IEEE Trans Neural Netw Learn Syst. 2014 Dec;25(12):2295-302. doi: 10.1109/TNNLS.2014.2305760.
In this brief, we present a novel supervised manifold learning framework dubbed hybrid manifold embedding (HyME). Unlike most of the existing supervised manifold learning algorithms that give linear explicit mapping functions, the HyME aims to provide a more general nonlinear explicit mapping function by performing a two-layer learning procedure. In the first layer, a new clustering strategy called geodesic clustering is proposed to divide the original data set into several subsets with minimum nonlinearity. In the second layer, a supervised dimensionality reduction scheme called locally conjugate discriminant projection is performed on each subset for maximizing the discriminant information and minimizing the dimension redundancy simultaneously in the reduced low-dimensional space. By integrating these two layers in a unified mapping function, a supervised manifold embedding framework is established to describe both global and local manifold structure as well as to preserve the discriminative ability in the learned subspace. Experiments on various data sets validate the effectiveness of the proposed method.

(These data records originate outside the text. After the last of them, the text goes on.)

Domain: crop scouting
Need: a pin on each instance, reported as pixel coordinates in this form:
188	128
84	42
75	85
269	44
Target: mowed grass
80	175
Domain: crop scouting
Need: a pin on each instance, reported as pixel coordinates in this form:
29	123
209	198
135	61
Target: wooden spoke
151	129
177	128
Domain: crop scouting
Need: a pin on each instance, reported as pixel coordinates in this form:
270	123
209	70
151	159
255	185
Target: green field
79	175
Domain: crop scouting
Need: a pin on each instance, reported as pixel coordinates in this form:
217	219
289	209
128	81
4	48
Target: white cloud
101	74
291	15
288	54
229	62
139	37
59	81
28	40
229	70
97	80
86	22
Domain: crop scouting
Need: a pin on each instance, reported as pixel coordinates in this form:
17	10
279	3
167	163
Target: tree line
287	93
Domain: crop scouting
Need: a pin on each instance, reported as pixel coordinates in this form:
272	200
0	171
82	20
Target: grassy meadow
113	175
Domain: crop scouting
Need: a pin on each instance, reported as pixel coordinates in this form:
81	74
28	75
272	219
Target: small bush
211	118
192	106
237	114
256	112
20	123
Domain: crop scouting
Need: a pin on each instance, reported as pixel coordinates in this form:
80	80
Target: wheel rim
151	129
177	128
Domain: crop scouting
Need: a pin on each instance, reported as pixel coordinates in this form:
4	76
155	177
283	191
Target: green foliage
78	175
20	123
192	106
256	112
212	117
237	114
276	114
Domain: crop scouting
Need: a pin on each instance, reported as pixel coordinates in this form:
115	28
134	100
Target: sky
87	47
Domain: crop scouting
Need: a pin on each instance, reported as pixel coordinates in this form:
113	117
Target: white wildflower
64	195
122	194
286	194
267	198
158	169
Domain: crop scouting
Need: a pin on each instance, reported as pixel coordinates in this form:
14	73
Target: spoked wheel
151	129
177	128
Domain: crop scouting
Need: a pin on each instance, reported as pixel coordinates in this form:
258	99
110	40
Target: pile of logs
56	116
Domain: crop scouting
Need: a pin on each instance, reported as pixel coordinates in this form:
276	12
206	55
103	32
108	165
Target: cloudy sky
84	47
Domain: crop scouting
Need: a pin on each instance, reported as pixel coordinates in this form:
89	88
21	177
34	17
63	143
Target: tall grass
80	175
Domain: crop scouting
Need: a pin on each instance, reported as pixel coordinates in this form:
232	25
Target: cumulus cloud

在本简文中,我们提出了一种新颖的监督流形学习框架,称为混合流形嵌入(HyME)。与大多数现有的监督流形学习算法不同,这些算法提供线性显式映射函数,HyME 的目的是通过执行两层学习过程来提供更一般的非线性显式映射函数。在第一层中,提出了一种称为测地线聚类的新聚类策略,以将原始数据集划分为具有最小非线性度的几个子集。在第二层中,对每个子集执行称为局部共轭判别投影的监督降维方案,以同时最大化判别信息并最小化降维后的低维空间中的维度冗余。通过将这两层集成到一个统一的映射函数中,建立了一个监督流形嵌入框架,以描述全局和局部流形结构,并在学习的子空间中保留判别能力。在各种数据集上的实验验证了所提出方法的有效性。